The preliminary results are so promising that DTU has applied for a patent for Egon Bech Hansen's screening method. In order to extend the list of candidates, Egon Bech Hasen is screening an additional 10,000 pharmaceuticals, including medicines that have not yet been launched on the market. The candidates will then be analyzed further at the University of Limerick, where the researchers will study whether the pharmaceuticals have also inhibited the so-called virulence factor of streptococcal bacteria, which makes the bacterium pathogenic.
Saving lives
Although invasive group A streptococcus is a relatively rare infection, it is estimated that it kills 150,000 people worldwide every year. In Denmark, there are about 150 cases a year on average, but this year has seen a streptococcal epidemic where the number of cases has been 3–4 times higher than normal. From November to July, as many as 76 people died from invasive group A streptococcus, according to Statens Serum Institut (SSI), whereas the number is normally 20–25 annually. SSI concludes that the drastic increase is due to a new variant of group A streptococcus and reduced immunity following the coronavirus lockdown.
Other countries such as France, Ireland, the Netherlands, Sweden, and the U.K. have also seen a sharp increase in the number of cases of invasive group A streptococcus during the winter.
Egon Bech Hansen hopes that his discovery can help save human lives. He envisages that it will be possible to give the drug preventively to vulnerable groups such as children and the elderly, when, for example, they have a dirty wound and risk developing a streptococcal infection.
Faster market launch
If it turns out that an existing pharmaceutical can knock out the enzyme in the streptococcal bacterium, Egon Bech Hansen estimates that a treatment could be developed within just a few years.

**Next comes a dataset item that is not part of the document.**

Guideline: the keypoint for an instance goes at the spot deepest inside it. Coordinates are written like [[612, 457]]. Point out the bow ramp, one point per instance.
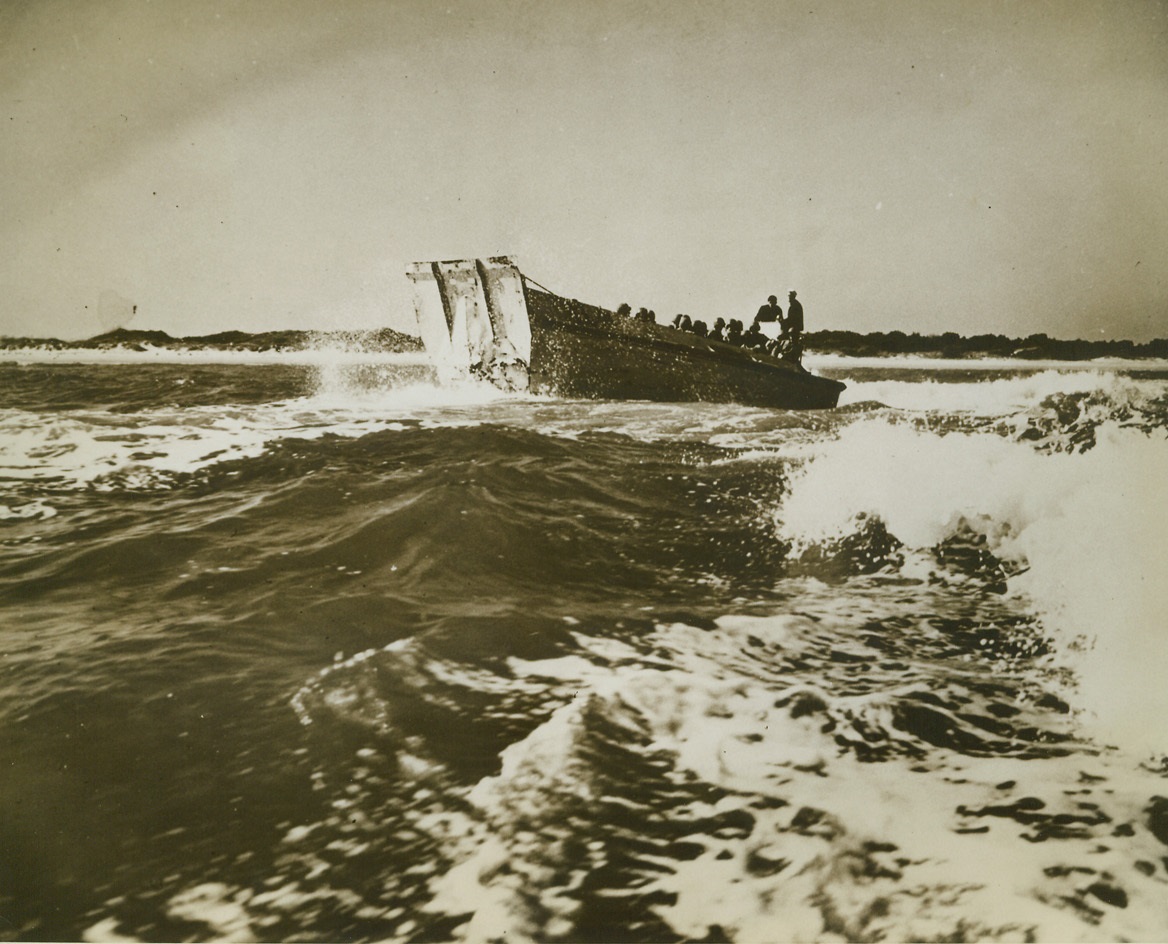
[[472, 316]]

"If we find that an approved pharmaceutical, such as a headache tablet, can prevent streptococci from becoming necrotizing, it should be faster to get it onto the market," says Egon Bech Hansen.
However, the challenge is that the development of pharmaceuticals for treatment of rare infections is not necessarily a lucrative business for pharmaceutical companies, and they will therefore be reluctant to conduct further research into this. But this does not discourage Egon Bech Hansen.
"I'm pretty confident that if we obtain funding to continue the research, we will be able to find a treatment," he says.